Building a database in Clojure
And what it taught me
@robashton
Disclaimer
I've not done Transducers yet
A BIT OF HISTORY (ME)
A decade of enterprise .NET experience
a decade of enterprise JS experience
three years of Clojure fiddling
a year of enterprise Erlang experience
Now a certified Haskell pusher
I hated functional programming at university
But (apparently) it's the future
"TEACH ME FP OH WISE ONE"
So I wrote space invaders in ClojureScript
I needed something easier
So I wrote a database in Clojure
CravenDB
github.com/robashton/cravendb
(demo)
Lesson #1
Parens are your friend
Paredit
An editor without Paredit is not an editor
(Vim and Emacs users rejoice o/)
Rainbow Braces
(So Pretty!)
(Demo)
Lesson #2
The REPL is Boss
Editor integration
Emacs has a gazillion attempts at this
Vim has vim-fireplace/redl
LightTable has InstaREPL
If your editor can't REPL your editor is broken
(Demo)
Lesson #3
(Inside out, Bottom Up)
Example - Conway
- Any live cell with fewer than two live neighbours dies, as if caused by under-population.
- Any live cell with two or three live neighbours lives on to the next generation.
- Any live cell with more than three live neighbours dies, as if by overcrowding.

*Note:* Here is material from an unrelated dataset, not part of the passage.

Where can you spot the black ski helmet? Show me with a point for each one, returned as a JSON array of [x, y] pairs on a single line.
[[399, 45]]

- Any dead cell with exactly three live neighbours becomes a live cell, as if by reproduction.
"Write me the function that returns the next world state"

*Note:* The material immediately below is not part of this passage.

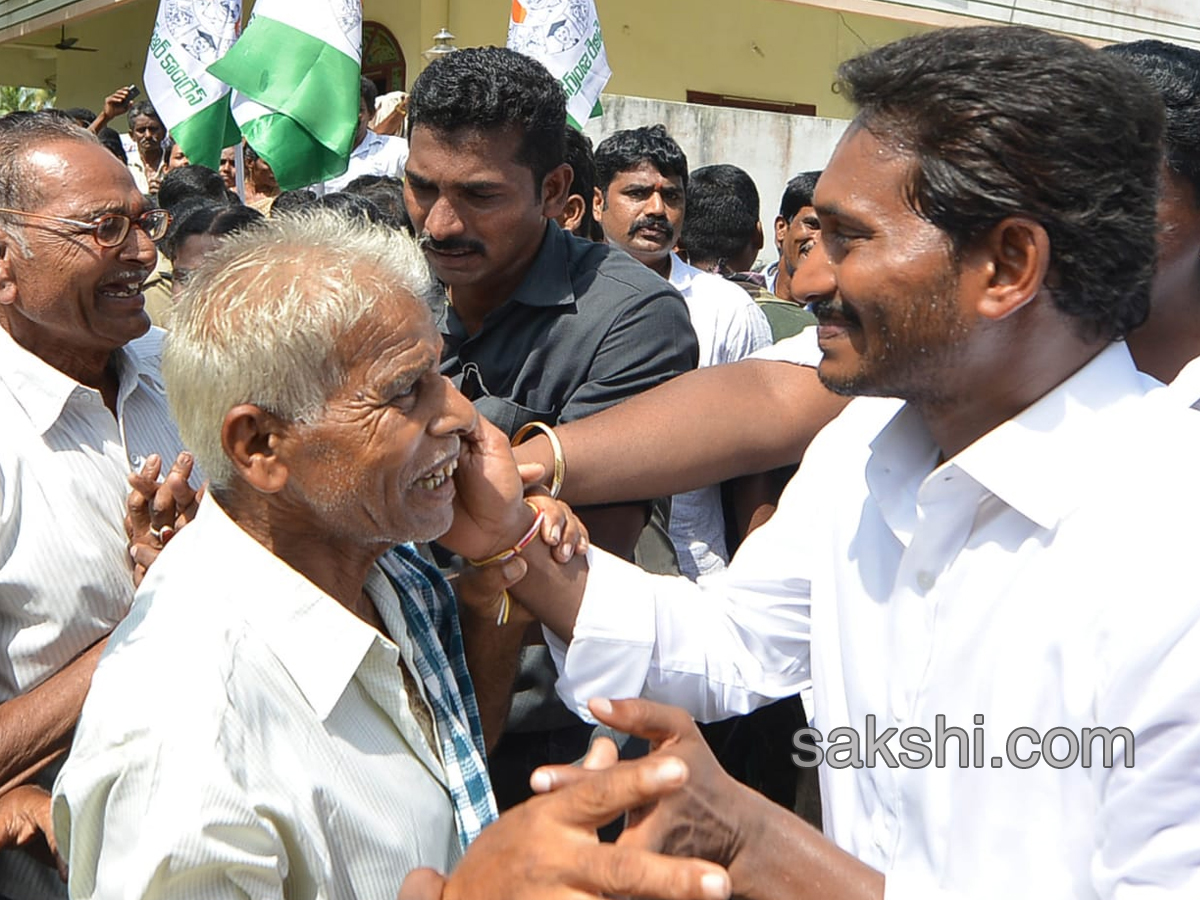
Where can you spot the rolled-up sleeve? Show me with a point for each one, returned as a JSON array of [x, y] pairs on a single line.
[[719, 647]]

(defn next-world-state [world]
; Code goes here
)
No No No!
"Any live cell with fewer than two live neighbours dies
as if caused by under-population."
"Any live cell with fewer than two live neighbours dies
as if caused by under-population."
Break it down
Just the data we need
(defn starves? [is-alive neighbour-count]
(and (< live-neighbours 2) is-alive))
Composition
(defn live-neighbours [cell])
(defn is-alive? [cell])
(defn dies? [cell]
(or
(starves?
(is-alive? cell) (live-neighbours cell)
(overcrowds?
(is-alive? cell) (live-neighbours cell)))
Lots of small expressions aid reason
(defn is-alive? [cell]
(= (:current-state cell) :alive))
Any live cell
(defn neighbour-count [cell grid]
; whatever
)
How many neighbours?
Lesson #4
Keep it flat (if you can)
You can build arbitrarily complex maps
{
indexes: [
:path "/indexes/ponies"
:type :in-memory
:lucene { :handle ... }
:pending [ { :id 2 :paths [ "/bar" "/foo" ] } ]
]
; etc
}
And manipulate them
(update-in my-map [ :indexes 0 :path] "new-path")
Passing it around leads to confusion
(defn add-index [db-state])
What's in db-state??
Better this
(indexes/update-path new-path id indexes)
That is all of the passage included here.